The Social Media Bubble: WIll it be a Cold Snap or an Ice Age?
What if the social media party is over? How will we know the difference between a cold snap and the social ice age?
The Microsoft anti-trust verdict in 2000 popped the DotCom bubble. Until then, there was exuberance and confidence. Everyone wanted onto the Internet bandwagon and investors pumped in the money.
The Fannie-Mae and Freddy-Mac bankruptcies were the dead canaries in the coal mine before the housing bubble burst. The Dot Bomb in April 2000 was preceded by the NASDAQ tech stocks going into a descent from their pinnacle. Sometimes the delineation of pre-bubble to post-bubble is clear. Sometimes, the pop is less obvious.
Facebook is the Big Daddy of social media. Facebook’s IPO launched at $38. High profile companies often see their stock value shoot upwards, but Facebook deflated. Groupon was a darling, once rumored to be worth $6 billion to Google. An IPO of $20 and a peak of $26.11 last year has crumpled into less than $5.
Beyond stock price woes, Facebook’s membership numbers could be bloated with dormant and bogus accounts. Groupon’s value proposition to retailers has eroded from a number of horror stories. Corporate buy-in is key for survival as consumers are used to free websites. Someone has to fund these websites and that usually falls to advertising from businesses.
Mass media can scale to be a global force of influence because it speaks without waiting to listen. Social media works best when the producers and consumers interact. People engaged in social media often speak with their tribe of friends. The corporate deployment of groups and pages means that people accept businesses and organizations into their Facebook tribes when corporations try to sell via social.

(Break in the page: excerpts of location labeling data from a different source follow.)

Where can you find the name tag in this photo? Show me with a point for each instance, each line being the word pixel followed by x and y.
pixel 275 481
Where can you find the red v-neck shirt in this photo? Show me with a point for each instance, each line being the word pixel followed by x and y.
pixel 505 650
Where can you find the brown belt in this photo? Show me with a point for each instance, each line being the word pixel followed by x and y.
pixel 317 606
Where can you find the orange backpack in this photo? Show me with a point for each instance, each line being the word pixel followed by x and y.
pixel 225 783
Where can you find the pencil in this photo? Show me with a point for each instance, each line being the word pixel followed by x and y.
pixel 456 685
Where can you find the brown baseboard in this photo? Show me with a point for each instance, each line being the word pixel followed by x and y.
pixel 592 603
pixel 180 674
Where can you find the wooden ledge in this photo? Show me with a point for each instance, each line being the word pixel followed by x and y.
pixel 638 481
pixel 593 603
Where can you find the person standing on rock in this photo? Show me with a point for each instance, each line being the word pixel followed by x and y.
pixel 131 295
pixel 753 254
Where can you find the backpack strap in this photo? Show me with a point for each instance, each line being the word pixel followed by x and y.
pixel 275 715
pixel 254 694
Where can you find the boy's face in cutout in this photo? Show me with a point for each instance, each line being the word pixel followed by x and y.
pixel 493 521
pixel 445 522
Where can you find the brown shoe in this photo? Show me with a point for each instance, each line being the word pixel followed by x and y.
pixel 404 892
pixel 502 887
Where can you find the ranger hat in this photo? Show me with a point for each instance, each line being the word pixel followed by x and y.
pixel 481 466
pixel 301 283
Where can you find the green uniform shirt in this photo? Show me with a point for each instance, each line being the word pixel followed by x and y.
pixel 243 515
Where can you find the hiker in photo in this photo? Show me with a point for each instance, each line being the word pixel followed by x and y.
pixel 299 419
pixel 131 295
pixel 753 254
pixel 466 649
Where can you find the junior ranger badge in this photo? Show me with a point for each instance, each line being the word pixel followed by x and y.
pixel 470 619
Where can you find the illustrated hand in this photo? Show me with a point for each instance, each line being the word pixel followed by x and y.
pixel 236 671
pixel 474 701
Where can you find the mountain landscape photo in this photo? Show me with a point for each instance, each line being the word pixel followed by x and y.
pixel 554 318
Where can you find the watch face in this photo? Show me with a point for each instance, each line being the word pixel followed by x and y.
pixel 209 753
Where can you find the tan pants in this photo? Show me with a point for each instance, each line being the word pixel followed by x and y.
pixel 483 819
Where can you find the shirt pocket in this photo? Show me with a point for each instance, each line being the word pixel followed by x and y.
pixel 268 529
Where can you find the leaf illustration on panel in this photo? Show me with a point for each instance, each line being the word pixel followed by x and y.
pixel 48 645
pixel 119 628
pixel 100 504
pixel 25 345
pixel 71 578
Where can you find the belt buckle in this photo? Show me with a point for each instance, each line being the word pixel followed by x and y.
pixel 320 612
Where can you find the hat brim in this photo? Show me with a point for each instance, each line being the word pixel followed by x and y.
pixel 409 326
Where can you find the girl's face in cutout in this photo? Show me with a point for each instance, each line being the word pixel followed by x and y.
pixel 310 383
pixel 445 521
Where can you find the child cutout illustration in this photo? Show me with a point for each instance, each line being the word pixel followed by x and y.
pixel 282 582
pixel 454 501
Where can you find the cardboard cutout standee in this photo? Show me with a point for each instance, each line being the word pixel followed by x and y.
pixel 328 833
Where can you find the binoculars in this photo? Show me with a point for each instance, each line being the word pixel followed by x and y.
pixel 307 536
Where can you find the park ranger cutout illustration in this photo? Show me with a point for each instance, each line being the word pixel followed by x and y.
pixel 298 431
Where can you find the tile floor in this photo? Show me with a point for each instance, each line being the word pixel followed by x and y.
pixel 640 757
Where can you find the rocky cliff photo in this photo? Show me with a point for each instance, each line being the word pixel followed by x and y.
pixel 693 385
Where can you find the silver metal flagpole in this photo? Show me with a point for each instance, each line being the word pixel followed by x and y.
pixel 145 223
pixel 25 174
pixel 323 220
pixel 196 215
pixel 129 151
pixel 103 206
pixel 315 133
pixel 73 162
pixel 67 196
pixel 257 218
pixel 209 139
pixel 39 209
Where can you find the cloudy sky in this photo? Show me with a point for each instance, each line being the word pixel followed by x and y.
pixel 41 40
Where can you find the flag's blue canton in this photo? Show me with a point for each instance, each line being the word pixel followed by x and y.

The big players of social media are not open standards like email or the hypertext protocol: they’re websites like Twitter and Facebook. The Internet was designed to be pernicious and supposedly immune to a nuclear attack. The Arab Spring demonstrated that countries were able to shut off local access to Youtube, Twitter, Facebook, etc. by blocking access through as select number of service providers
Imagine if your email—the capacity to send email and its storage—could wink out of existence? That’s the potential of what could happen if Twitter or Facebook should fall as your connections, posts and personal messages are stored inside of their infrastructure.
Problems face social media’s marketplace viability: scaling reach is very different; marketing campaigns can get subverted; anyone can become as popular as a big brand; and the control of the user content is problematic. If the monetization of social media is unstable, then it’s vulnerable.
Many businesses are still eager to woo customers via social media. Ventures into social media have to pay for themselves. If a business spends $50,000 per year on one social manager position, or if they spend it on a number of staff who share the social media workload, then that outreach should bring in at least that $50,000 per year in new revenue, otherwise it’s wasted money. Some businesses are diving into the depths of social media, while others have either eliminated or diminished the role of the social media person at their company.
Is the lack of stock market love a sign that social media could be in trouble? What if the investors of Twitter stop waiting for Twitter to become financially popular and turn off the taps? What if Facebook’s stock jolts downwards and gets snapped up in a fire sale that pits Zuckerberg’s majority of shares against hostile stockholders and financial pressures? What if the chill on social media comes from corporations and organizations that opt to not use advertising and premium services, as GM did when it cancelled its Facebook advertising?
Would the next dead canary be massive social media staff cutbacks—layoffs of social media liaisons in small outfits and downsizing in the big startups?
The hindsight on burst bubbles is usually 20/20, so we may look back and name some event as the time when social media started to go cold.